In 1906, Elizabeth Smith Miller and other pioneer feminists persuaded Geneva businessman and philanthropist William Smith to make the largest donation of his life—approximately $500,000, about $12 million today—to endow a new college for women that would offer a complete liberal education, seldom offered to women at the time. The college would share land and some facilities with the existing Hobart College in an unusual “co-ordinate” relationship. (The two institutions now share a campus and operate as Hobart and William Smith Colleges, but continue to confer degrees as separate entities, an arrangement seen nowhere else in American higher education.) Ironically, Smith originally contemplated making a very large gift to found a Spiritualist college. Miller et al. were able to persuade him otherwise.

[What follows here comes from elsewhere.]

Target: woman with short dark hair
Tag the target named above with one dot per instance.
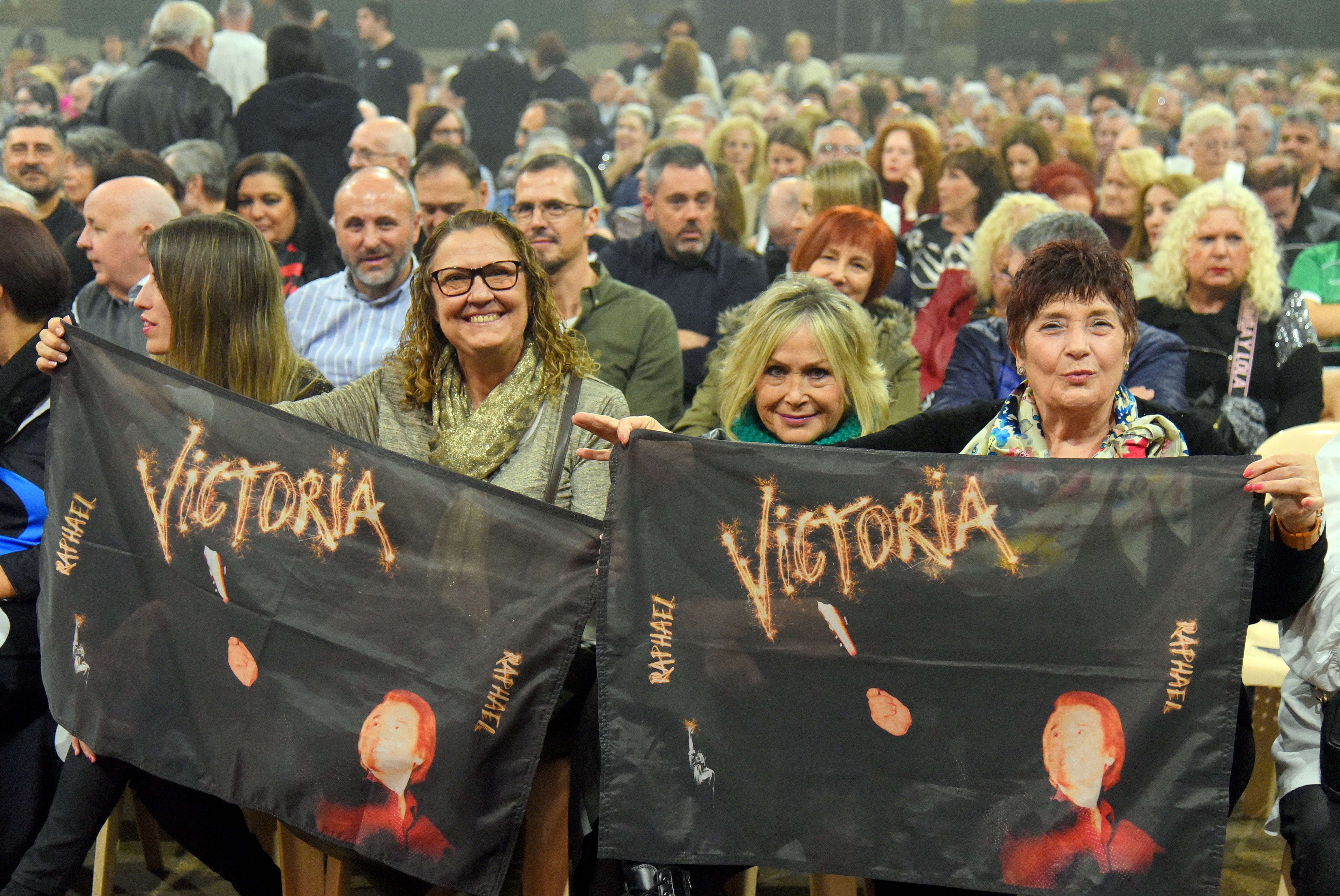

In 1907, the new college’s first building was constructed: Smith Hall of Science, a classroom building. (Lavishly restored in 1992, Smith Hall now houses deans’ and department offices and some classrooms.) In 1908, the College accepted its first class. In 1911 Smith, then aged ninety-one, laid the cornerstone of the college’s first residence hall, Miller House, named for Elizabeth Smith Miller. The building still serves as a residence.
In 1911, the ninety-one-year-old William Smith laid the cornerstone for William Smith College for Women’s first residence hall: Miller House, named, of course, for the indefatigable Elizabeth.